En 1983, son premier procès avait suscité un vif intérêt médiatique. Luc Tangorre, figure judiciaire des années 1980, a été mis en examen vendredi à Lyon pour "corruption de mineur", a indiqué samedi une source proche de l'enquête, confirmant une information du Progrès.

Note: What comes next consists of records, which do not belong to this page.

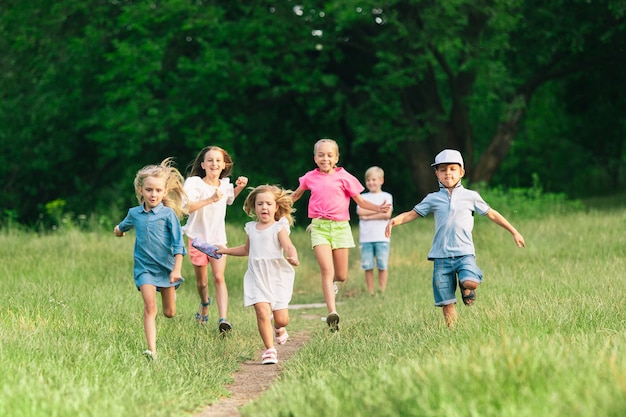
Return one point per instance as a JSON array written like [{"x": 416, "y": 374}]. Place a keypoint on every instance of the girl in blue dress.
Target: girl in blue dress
[{"x": 159, "y": 245}]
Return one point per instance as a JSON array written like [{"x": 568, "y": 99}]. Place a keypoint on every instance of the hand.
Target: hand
[
  {"x": 390, "y": 224},
  {"x": 241, "y": 182},
  {"x": 175, "y": 276},
  {"x": 384, "y": 207},
  {"x": 217, "y": 196}
]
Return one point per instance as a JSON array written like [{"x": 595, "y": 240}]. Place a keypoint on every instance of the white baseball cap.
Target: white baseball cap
[{"x": 448, "y": 156}]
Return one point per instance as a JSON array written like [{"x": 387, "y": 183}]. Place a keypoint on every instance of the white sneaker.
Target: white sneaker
[
  {"x": 149, "y": 355},
  {"x": 281, "y": 339},
  {"x": 269, "y": 357}
]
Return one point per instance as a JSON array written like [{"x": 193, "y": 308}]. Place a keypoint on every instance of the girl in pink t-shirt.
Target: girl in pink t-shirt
[{"x": 331, "y": 236}]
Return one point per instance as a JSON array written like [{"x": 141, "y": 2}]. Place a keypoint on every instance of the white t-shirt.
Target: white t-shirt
[
  {"x": 208, "y": 223},
  {"x": 374, "y": 230}
]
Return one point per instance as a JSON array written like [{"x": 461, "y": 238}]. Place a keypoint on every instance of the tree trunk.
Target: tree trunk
[{"x": 492, "y": 158}]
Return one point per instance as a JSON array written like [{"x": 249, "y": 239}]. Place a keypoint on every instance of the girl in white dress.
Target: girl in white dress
[{"x": 268, "y": 282}]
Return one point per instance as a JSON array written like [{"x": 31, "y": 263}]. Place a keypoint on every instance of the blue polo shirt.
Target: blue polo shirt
[
  {"x": 454, "y": 220},
  {"x": 158, "y": 237}
]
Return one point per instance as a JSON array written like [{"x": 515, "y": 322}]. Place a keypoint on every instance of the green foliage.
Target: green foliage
[
  {"x": 528, "y": 202},
  {"x": 92, "y": 91}
]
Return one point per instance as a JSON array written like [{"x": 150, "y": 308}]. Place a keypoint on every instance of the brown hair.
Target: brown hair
[{"x": 284, "y": 203}]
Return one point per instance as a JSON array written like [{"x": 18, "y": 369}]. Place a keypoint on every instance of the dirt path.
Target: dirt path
[{"x": 253, "y": 378}]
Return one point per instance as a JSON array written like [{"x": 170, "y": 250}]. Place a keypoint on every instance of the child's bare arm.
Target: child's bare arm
[
  {"x": 499, "y": 219},
  {"x": 295, "y": 196},
  {"x": 361, "y": 202},
  {"x": 407, "y": 216},
  {"x": 176, "y": 273},
  {"x": 372, "y": 215},
  {"x": 291, "y": 254}
]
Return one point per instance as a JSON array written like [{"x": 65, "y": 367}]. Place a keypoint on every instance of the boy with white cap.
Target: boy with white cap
[{"x": 452, "y": 249}]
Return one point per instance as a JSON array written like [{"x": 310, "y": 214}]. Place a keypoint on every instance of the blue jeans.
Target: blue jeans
[
  {"x": 445, "y": 273},
  {"x": 371, "y": 251}
]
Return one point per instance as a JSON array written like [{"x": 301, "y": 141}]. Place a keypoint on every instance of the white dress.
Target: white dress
[
  {"x": 208, "y": 222},
  {"x": 269, "y": 278}
]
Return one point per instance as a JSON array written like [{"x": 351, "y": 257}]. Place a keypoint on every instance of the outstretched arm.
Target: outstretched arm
[
  {"x": 499, "y": 219},
  {"x": 291, "y": 254},
  {"x": 240, "y": 184},
  {"x": 407, "y": 216},
  {"x": 361, "y": 202}
]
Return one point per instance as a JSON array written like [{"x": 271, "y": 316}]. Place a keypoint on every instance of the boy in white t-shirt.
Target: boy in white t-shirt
[{"x": 373, "y": 244}]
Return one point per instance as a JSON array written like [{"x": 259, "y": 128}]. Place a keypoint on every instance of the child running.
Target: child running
[
  {"x": 268, "y": 282},
  {"x": 452, "y": 251},
  {"x": 331, "y": 236},
  {"x": 373, "y": 243},
  {"x": 159, "y": 244},
  {"x": 209, "y": 190}
]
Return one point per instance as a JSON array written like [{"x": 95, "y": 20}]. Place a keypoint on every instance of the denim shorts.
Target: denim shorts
[
  {"x": 445, "y": 274},
  {"x": 337, "y": 234},
  {"x": 371, "y": 251}
]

L'homme, condamné à deux reprises pour viols et pour des faits similaires, est suspecté d'avoir cherché à attirer en août dernier une adolescente âgée de 14 ans, dans un parc de Saint-Martin-en-Haut dans le Rhône.

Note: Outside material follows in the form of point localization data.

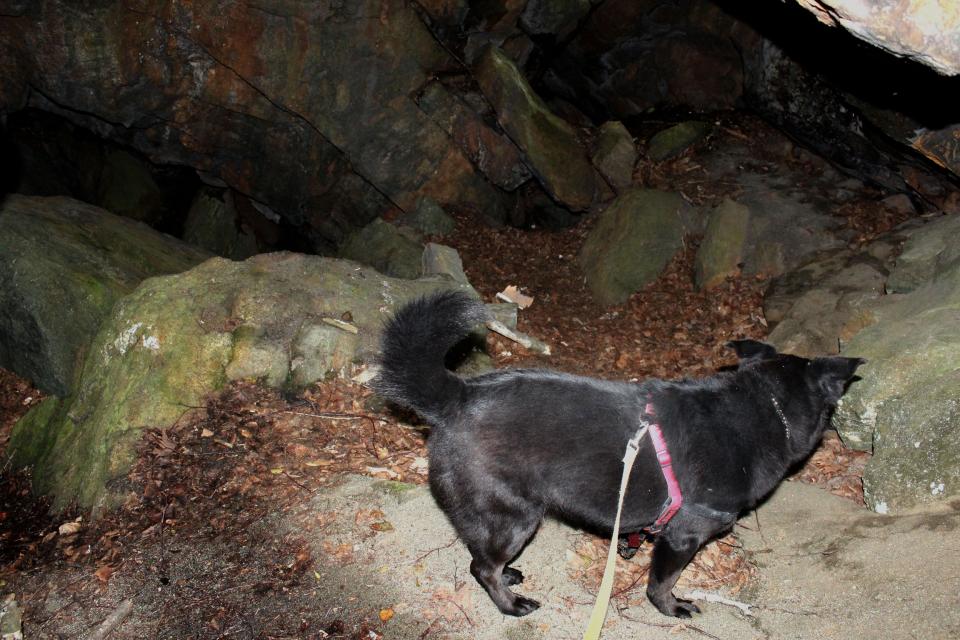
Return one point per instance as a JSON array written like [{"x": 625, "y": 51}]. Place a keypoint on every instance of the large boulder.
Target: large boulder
[
  {"x": 285, "y": 319},
  {"x": 550, "y": 144},
  {"x": 820, "y": 306},
  {"x": 615, "y": 155},
  {"x": 723, "y": 245},
  {"x": 631, "y": 243},
  {"x": 63, "y": 265},
  {"x": 905, "y": 408},
  {"x": 386, "y": 248},
  {"x": 773, "y": 226},
  {"x": 676, "y": 139}
]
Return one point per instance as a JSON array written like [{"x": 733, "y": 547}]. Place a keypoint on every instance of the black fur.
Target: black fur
[{"x": 511, "y": 446}]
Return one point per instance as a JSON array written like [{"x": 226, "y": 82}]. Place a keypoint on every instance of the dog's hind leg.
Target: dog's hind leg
[{"x": 493, "y": 542}]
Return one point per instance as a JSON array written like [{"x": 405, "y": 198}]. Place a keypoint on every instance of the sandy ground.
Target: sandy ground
[{"x": 826, "y": 568}]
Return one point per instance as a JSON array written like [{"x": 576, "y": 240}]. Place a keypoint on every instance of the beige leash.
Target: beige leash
[{"x": 606, "y": 584}]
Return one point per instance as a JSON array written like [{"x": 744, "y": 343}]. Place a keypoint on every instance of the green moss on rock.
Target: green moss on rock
[
  {"x": 178, "y": 338},
  {"x": 631, "y": 243},
  {"x": 63, "y": 265},
  {"x": 550, "y": 144}
]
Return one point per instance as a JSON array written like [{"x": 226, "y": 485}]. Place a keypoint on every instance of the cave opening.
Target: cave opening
[{"x": 209, "y": 209}]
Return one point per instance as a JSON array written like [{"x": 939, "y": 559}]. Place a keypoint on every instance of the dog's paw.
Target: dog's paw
[
  {"x": 679, "y": 609},
  {"x": 511, "y": 577},
  {"x": 522, "y": 606}
]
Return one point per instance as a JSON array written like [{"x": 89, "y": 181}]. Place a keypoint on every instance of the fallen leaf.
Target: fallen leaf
[
  {"x": 69, "y": 528},
  {"x": 512, "y": 294},
  {"x": 103, "y": 573}
]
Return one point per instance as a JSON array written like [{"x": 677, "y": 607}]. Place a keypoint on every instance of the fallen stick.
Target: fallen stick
[
  {"x": 522, "y": 339},
  {"x": 112, "y": 621},
  {"x": 715, "y": 597}
]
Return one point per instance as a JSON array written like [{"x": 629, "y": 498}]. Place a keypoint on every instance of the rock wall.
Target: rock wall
[{"x": 306, "y": 107}]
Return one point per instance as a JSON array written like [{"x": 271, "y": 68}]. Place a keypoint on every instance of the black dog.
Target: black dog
[{"x": 510, "y": 446}]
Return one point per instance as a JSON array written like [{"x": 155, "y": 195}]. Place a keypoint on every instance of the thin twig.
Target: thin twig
[
  {"x": 446, "y": 546},
  {"x": 112, "y": 621},
  {"x": 671, "y": 627}
]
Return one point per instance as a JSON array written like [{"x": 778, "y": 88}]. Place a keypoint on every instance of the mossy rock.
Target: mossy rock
[
  {"x": 632, "y": 242},
  {"x": 905, "y": 408},
  {"x": 63, "y": 265},
  {"x": 175, "y": 339},
  {"x": 722, "y": 249},
  {"x": 675, "y": 140},
  {"x": 615, "y": 155},
  {"x": 386, "y": 248},
  {"x": 549, "y": 143}
]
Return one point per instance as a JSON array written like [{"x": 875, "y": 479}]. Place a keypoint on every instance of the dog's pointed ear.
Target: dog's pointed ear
[
  {"x": 750, "y": 350},
  {"x": 833, "y": 373}
]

Aujourd'hui âgé de 58 ans, le violeur en série des années 1980 aurait posé sa main sur l'épaule de l'adolescente et lui aurait dit qu'il aimerait "faire sa connaissance" avant d'être interrompu par l'arrivée d'une amie de la jeune fille, qui a ensuite fait part de la scène aux enquêteurs. Il lui aurait également proposé un rendez-vous le lendemain à l'écart, selon le récit de l'adolescente, cité par le quotidien régional. Identifié par les enquêteurs après un récent vol à l'étalage, il a également été reconnu par la victime lors de sa garde à vue et placé en détention.

1983, 1992, 2014

Lors de sa première mise en cause dans une affaire sexuelle en 1983, l'accusé, alors étudiant en sport, avait toujours nié les faits qui lui étaient reprochés. Une partie de la presse et un comité de soutien avaient alors pris la défense de celui qui criait à l'erreur judiciaire après sa condamnation à 15 ans de prison pour quatre viols, une tentative et six attentats à la pudeur commis dans les quartiers sud de Marseille entre 1979 et 1981. L'homme avait obtenu finalement une grâce présidentielle partielle de François Mitterrand et était sorti de prison le 15 février 1988. 

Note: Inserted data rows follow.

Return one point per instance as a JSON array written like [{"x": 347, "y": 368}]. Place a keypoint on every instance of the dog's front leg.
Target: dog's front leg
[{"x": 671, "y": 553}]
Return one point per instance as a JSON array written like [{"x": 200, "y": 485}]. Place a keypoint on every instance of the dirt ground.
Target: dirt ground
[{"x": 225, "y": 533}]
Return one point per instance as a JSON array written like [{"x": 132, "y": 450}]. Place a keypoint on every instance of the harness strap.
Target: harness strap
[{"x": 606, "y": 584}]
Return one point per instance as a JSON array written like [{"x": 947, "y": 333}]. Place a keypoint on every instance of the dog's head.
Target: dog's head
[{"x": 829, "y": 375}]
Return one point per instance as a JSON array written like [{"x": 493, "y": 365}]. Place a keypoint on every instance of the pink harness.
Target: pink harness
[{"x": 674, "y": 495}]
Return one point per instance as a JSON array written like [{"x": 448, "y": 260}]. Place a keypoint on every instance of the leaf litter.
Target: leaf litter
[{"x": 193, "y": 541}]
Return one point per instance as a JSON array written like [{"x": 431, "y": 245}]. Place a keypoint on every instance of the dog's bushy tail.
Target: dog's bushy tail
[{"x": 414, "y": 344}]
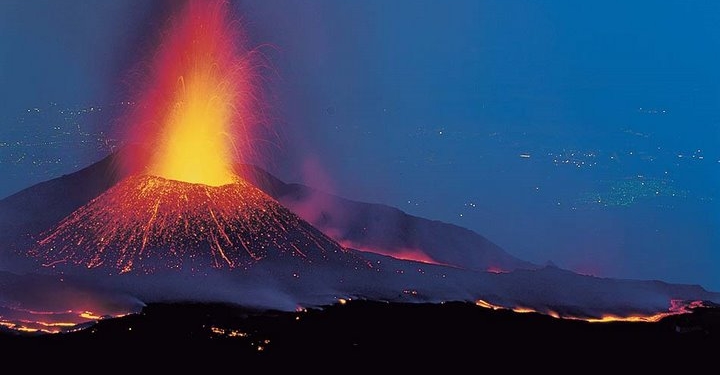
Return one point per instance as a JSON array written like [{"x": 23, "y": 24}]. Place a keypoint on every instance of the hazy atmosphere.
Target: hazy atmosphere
[{"x": 585, "y": 134}]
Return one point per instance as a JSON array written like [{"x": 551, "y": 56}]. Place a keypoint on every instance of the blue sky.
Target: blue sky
[{"x": 511, "y": 118}]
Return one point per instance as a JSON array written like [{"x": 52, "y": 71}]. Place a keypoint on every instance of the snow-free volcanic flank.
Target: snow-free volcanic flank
[
  {"x": 148, "y": 223},
  {"x": 182, "y": 225}
]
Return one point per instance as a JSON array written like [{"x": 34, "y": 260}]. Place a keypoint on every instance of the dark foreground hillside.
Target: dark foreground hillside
[{"x": 360, "y": 331}]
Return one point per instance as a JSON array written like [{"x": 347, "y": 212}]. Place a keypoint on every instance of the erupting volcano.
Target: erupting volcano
[
  {"x": 190, "y": 207},
  {"x": 200, "y": 103},
  {"x": 179, "y": 222},
  {"x": 150, "y": 223}
]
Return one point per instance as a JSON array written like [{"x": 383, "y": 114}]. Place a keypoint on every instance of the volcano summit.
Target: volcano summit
[{"x": 146, "y": 222}]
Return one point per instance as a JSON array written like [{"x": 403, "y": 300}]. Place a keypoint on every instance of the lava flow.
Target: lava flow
[
  {"x": 151, "y": 223},
  {"x": 188, "y": 209}
]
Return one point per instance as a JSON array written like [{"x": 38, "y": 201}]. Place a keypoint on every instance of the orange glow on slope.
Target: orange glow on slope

Mais, quelques mois plus tard, en octobre, il avait de nouveau été interpellé, deux étudiantes américaines l'accusant de viol, les faits ayant été commis dans le Gard, trois mois à peine après la fin de sa détention. Au cours de son second procès, la Cour d'assises du Gard l'avait condamné à 18 ans de réclusion criminelle. Il avait ensuite retrouvé la liberté en septembre 2000. 


Son nom avait ressurgi en 2014 dans une nouvelle affaire d'agression sexuelle. Soupçonné cette fois-ci d'avoir fait subir des attouchements à une fillette de 12 ans sur une aire de jeux de la station balnéaire du Grau-du-Roi, dans le Gard, il a été placé sous contrôle judiciaire. Ce troisième procès n'a pas encore eu lieu.